Because we called groupby on a Series, the result of our aggregation operation was also a Series. However, I believe this data is more naturally expressed in a tabular format, with Party as the rows, and Result as the columns. The pivot_table operation is the natural way to achieve this data format.

In [46]:
df_pivot = df.pivot_table(
    index='Party', # the rows (turned into index)
    columns='Result', # the column values
    values='%', # the field(s) to processed in each group
    aggfunc=np.mean, # group operation
)
df_pivot.head()
Out[46]:
Result loss win
Party
Democratic 44.85 49.050000
Independent 11.30 NaN
Republican 42.75 51.266667

The basic idea is that you specify a Series to be the index (i.e. rows) and a Series to be the columns. The data in the specified values is then grouped by all possible combinations of values that occur in the index and columns Series. These groups are then aggregated using the aggfunc, and arranged into a table that matches the requested index and columns. The diagram below summarizes how pivot tables are formed. (Diagram inspired by Joey Gonzales). Diagram source at this link.

groupby

For more on pivot tables, see this excellent tutorial by Chris Moffitt.

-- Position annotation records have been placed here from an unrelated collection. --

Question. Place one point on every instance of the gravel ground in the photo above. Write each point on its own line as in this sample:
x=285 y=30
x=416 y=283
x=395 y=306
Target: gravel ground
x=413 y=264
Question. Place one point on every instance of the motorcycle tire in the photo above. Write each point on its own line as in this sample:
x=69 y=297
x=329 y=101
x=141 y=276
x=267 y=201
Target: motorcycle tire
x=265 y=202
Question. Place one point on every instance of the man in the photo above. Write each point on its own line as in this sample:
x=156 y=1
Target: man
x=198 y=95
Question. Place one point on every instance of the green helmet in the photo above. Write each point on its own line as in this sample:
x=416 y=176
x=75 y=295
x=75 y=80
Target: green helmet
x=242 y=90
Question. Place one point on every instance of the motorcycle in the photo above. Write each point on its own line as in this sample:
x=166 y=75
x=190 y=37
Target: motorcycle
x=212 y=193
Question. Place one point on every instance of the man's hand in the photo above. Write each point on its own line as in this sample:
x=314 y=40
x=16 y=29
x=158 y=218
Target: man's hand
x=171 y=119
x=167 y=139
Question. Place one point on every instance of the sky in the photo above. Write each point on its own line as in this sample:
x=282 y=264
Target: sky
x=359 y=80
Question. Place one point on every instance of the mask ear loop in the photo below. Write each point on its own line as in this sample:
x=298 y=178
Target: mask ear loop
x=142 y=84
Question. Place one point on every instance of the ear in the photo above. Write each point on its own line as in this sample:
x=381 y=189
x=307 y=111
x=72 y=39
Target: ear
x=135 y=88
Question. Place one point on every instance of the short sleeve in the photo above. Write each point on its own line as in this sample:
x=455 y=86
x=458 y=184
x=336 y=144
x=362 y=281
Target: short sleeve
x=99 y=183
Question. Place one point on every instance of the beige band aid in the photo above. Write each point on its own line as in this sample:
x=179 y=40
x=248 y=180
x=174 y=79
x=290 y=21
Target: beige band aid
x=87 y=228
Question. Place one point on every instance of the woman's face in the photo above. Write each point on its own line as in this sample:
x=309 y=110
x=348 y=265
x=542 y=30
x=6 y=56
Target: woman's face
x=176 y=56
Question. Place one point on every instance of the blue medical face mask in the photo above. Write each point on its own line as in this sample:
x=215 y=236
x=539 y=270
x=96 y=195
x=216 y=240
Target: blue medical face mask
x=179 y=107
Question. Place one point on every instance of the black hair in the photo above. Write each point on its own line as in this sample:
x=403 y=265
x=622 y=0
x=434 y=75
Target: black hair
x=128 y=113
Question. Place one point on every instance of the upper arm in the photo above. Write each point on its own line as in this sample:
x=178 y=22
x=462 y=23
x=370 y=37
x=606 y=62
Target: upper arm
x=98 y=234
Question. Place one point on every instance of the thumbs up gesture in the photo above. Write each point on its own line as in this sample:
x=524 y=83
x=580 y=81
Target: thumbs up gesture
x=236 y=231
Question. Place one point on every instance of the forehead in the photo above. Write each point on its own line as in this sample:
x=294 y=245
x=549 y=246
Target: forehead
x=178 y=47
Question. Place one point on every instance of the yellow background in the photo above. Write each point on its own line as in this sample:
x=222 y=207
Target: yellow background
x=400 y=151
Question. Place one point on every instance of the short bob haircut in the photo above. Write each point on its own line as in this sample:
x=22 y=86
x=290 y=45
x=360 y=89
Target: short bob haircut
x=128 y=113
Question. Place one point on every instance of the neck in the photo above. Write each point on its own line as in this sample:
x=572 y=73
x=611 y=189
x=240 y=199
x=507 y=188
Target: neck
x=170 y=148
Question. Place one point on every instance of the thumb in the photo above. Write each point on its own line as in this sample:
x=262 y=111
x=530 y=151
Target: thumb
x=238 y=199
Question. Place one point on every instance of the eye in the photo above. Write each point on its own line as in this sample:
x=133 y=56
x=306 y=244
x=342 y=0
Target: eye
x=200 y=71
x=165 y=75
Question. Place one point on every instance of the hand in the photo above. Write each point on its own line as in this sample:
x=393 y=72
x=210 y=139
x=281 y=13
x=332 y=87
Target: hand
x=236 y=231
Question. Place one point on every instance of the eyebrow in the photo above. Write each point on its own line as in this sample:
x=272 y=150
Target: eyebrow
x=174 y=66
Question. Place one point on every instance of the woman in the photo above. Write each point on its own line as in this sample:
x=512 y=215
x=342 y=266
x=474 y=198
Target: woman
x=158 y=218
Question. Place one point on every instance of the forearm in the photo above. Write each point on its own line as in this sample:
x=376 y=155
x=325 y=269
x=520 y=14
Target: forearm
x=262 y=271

List Arguments to pivot_table (Extra)

The arguments to our pivot_table method can also be lists. A few examples are given below.

If we pivot such that only our columns argument is a list, we end up with columns that are MultiIndexed.

In [47]:
df_pivot = df.pivot_table(
    index='Party', # the rows (turned into index)
    columns=['Result', 'Candidate'], # the column values
    values='%', # the field(s) to processed in each group
    aggfunc=np.mean, # group operation
)
df_pivot.head()
Out[47]:
Result loss win
Candidate Anderson Bush Carter Clinton Dole Dukakis Gore Kerry McCain Mondale Perot Romney Bush Clinton Obama Reagan Trump
Party
Democratic NaN NaN 41.0 48.2 NaN 45.6 48.4 48.3 NaN 37.6 NaN NaN NaN 46.1 52.0 NaN NaN
Independent 6.6 NaN NaN NaN NaN NaN NaN NaN NaN NaN 13.65 NaN NaN NaN NaN NaN NaN
Republican NaN 37.4 NaN NaN 40.7 NaN NaN NaN 45.7 NaN NaN 47.2 50.666667 NaN NaN 54.75 46.1

If we pivot such that only our index argument is a list, we end up with rows that are MultiIndexed.

In [48]:
df_pivot = df.pivot_table(
    index=['Party', 'Candidate'], # the rows (turned into index)
    columns='Result',# the column values
    values='%', # the field(s) to processed in each group
    aggfunc=np.mean, # group operation
)
df_pivot
Out[48]:
Result loss win
Party Candidate
Democratic Carter 41.00 NaN
Clinton 48.20 46.100000
Dukakis 45.60 NaN
Gore 48.40 NaN
Kerry 48.30 NaN
Mondale 37.60 NaN
Obama NaN 52.000000
Independent Anderson 6.60 NaN
Perot 13.65 NaN
Republican Bush 37.40 50.666667
Dole 40.70 NaN
McCain 45.70 NaN
Reagan NaN 54.750000
Romney 47.20 NaN
Trump NaN 46.100000

If we pivot such that only our values argument is a list, then we again get a DataFrame with multi-indexed Columns.

In [49]:
df_pivot = df.pivot_table(
    index='Party', # the rows (turned into index)
    columns='Result',# the column values
    values=['%', 'Year'], # the field(s) to processed in each group
    aggfunc=np.mean, # group operation
)
df_pivot
Out[49]:
% Year
Result loss win loss win
Party
Democratic 44.85 49.050000 1995.333333 2002.000000
Independent 11.30 NaN 1989.333333 NaN
Republican 42.75 51.266667 2002.000000 1995.333333

Feel free to experiment with other possibilities!